Non mancano gli attacchi ai partiti, come i radicali (accusati di occuparsi ormai, a suon di continue e ripetute proposte di referendum, solo di «idiozia che fa democrazia») o i socialisti (accusati invece di comportarsi in modo ambiguo nel gioco politico, stringendo «spensierate alleanze» ora con il resto della sinistra, ora con il centro, e a cui va il consiglio di ringraziare la «dilagante imbecillità»), più di dieci anni prima di Mani pulite.
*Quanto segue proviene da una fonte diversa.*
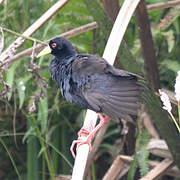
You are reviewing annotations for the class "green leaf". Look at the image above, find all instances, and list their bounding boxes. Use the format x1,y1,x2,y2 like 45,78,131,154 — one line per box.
5,61,20,101
137,130,149,177
17,81,26,109
38,97,48,133
127,156,137,180
22,126,35,143
161,30,175,53
161,59,180,73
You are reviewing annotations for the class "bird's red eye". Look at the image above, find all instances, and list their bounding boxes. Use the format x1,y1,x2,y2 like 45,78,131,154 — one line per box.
51,43,57,48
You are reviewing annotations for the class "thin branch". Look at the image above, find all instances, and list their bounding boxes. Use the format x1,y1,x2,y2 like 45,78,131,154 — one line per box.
0,0,69,63
140,159,174,180
0,27,47,45
72,0,140,180
84,123,109,175
0,22,98,67
147,0,180,11
135,0,160,91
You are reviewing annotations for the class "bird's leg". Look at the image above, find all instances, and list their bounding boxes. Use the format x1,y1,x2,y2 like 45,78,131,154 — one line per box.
70,113,109,157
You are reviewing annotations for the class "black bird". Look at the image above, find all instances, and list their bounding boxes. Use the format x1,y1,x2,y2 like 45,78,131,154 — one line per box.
39,37,141,157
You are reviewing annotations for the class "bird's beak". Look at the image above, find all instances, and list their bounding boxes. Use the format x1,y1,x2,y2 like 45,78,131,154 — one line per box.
36,46,51,58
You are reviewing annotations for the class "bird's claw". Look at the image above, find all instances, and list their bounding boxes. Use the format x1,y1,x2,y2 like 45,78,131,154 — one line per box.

Vi ricorda qualcosa? Sicuramente non è edificante ricongiungere il tutto storicamente e giornalisticamente all’Italia di oggi.

Il “Todo Modo” di Sciascia, Il Todo Modo che poi fu di Elio Petri.

«Io se fossi Dio,
maledirei davvero i giornalisti
e specialmente tutti,
che certamente non son brave persone
e dove cogli, cogli sempre bene.»

Forse, non è che stiamo parlando anche del giornalismo di oggi? (Ancora meno edificante, ancora più risibile!).
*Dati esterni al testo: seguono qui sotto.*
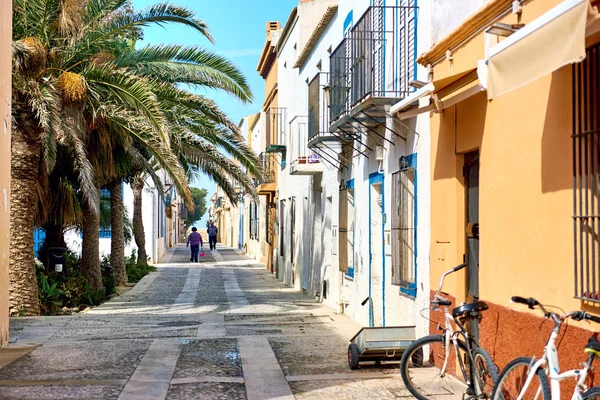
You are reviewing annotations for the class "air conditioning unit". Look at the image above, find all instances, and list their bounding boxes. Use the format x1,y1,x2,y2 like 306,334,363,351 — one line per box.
375,146,384,161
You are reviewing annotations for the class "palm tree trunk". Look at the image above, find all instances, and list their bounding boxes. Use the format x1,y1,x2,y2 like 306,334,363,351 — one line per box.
9,129,41,315
81,192,103,291
132,177,148,264
108,182,127,286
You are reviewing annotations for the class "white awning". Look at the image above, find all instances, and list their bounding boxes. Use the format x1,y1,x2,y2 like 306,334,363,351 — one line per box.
487,0,591,99
390,82,435,115
390,68,485,120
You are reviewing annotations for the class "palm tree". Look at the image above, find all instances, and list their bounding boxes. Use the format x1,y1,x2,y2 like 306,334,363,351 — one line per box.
10,0,208,315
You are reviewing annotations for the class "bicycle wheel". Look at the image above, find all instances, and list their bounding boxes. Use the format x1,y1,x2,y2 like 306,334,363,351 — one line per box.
581,386,600,400
471,347,498,399
492,357,550,400
400,335,468,400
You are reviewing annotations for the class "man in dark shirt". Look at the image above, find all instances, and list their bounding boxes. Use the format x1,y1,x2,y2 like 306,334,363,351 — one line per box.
207,222,219,250
185,227,202,262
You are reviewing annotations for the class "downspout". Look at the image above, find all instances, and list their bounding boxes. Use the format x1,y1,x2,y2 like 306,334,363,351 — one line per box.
142,188,158,263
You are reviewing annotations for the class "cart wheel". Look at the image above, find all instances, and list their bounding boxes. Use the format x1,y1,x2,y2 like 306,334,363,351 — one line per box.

Il cantautore Gaber non risparmia nemmeno un salace attacco rivolto alla categoria dei giornalisti, accusati di tralasciare ogni dovere di critica sociale e politica, per indulgere morbosamente in notizie tragiche, allo scopo di scatenare facili pietismi e artificiose commozioni.

Ma dov’era Leonardo Sciascia quando c’era Moro?
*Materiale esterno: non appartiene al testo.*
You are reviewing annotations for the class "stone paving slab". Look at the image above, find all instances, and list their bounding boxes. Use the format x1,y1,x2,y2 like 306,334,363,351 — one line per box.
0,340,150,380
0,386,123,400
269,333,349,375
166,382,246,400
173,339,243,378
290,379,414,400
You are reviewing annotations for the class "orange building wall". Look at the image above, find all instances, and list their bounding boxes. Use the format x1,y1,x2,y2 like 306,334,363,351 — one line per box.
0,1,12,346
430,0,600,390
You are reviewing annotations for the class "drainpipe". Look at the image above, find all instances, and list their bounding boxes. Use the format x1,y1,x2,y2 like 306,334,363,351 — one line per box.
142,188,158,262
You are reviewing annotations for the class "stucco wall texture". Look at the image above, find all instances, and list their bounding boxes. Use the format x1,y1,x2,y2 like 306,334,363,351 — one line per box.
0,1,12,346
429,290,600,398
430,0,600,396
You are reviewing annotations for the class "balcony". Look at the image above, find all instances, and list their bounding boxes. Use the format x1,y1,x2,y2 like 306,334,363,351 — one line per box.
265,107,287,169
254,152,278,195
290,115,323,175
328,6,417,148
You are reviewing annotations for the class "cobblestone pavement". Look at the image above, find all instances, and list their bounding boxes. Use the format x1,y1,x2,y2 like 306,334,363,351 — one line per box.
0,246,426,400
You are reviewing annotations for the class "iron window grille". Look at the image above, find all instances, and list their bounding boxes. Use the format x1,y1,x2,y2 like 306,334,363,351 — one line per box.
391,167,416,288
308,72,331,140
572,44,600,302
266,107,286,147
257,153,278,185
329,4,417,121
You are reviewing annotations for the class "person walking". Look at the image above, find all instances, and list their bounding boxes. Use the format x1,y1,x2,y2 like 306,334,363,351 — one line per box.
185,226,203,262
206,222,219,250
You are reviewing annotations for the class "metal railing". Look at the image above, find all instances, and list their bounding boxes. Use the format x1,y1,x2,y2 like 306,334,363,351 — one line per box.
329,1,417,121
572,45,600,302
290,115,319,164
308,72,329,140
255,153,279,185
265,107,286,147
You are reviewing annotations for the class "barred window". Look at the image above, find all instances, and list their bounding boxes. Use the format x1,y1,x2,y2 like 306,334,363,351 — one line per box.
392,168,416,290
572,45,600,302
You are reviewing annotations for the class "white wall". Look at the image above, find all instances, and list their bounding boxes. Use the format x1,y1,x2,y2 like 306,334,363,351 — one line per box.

20 dicembre 1979. Inizio dei lavori della Commissione Moro. Leonardo Sciascia è uno dei maggiori componenti.

Leonardo Sciascia che si faceva chiamare sempre scrittore e che detestava definirsi politicante, seppur pontificava una nuova politica in più occasioni -la politica che era nei suoi torti e nel suo dilettantismo stile bullo millenials passivo-aggressivo in quegli anni  in ogni suo scritto, codarda e pomposamente magniloquente. 

23 maggio. Giulio Andreotti viene ascoltato dalla Commissione Moro. Cosa accade prima della Commissione? Di cosa stiamo parlando? Collochiamo l’Italia in quei giorni (che sì, l’abbiamo già detto tante volte, è confusa come quella di oggi).

Antonio Iovane nel suo libro pubblicato dalla Minumum Fax nel 2021 con una copertina bellissima e tutta rossa, di cui dopo svelerò il titolo (perché ha dell’assurdo e sarà una sorpresa ad occhi aperti  e voglio lavorare in questo articolo anche io di sardonici colpi di scena e manomissioni temporali e narrative) è esaltato dalla cronologia che ne esce fuori, una ricostruzione precisissima di quel periodo allarmante eppure cosi tanto amato dai malinconici altruisti di oggi.

16 marzo, ore 9.15, 1978. In via Mario Fani, cito per intero i tempi riportati quasi per millesimo da Iannone, le Brigate rosse rapiscono il presidente della Dc Aldo Moro.

-Il papa e Eleonora Moro sono furibondi. Il papa che l’aveva benedetto, la moglie con cui era stato benedetto per l’eternità.-

Nell’agguato vengono uccisi i carabinieri Domenico Ricci e Oreste Leonardi e i tre poliziotti dell’auto di scorta Raffaele Jozzino, Giulio Rivera e Francesco Zizzi. 18 marzo. Un gruppo di agenti di polizia bussa alla porta della base strategica delle Brigate Rosse in Via Gradoli 96 a Roma, nella zona della Cassia: via che ritornerà in questa storia in cui vi è insito il fato e simbolismi da lotteria farlocca. Nessuno risponde e gli agenti vanno via.

Ripetiamo a cantilena, Nessuno risponde e gli agenti vanno via.

22 marzo. Lo ‘ndranghetista Francesco Fonti racconta che quel giorno, su indicazione del boss Sebastiano Romeo, incontra il segretario della Dc Benigno Zaccagnini dal qualche riceve la richiesta di contribuire alla ricerca di Moro.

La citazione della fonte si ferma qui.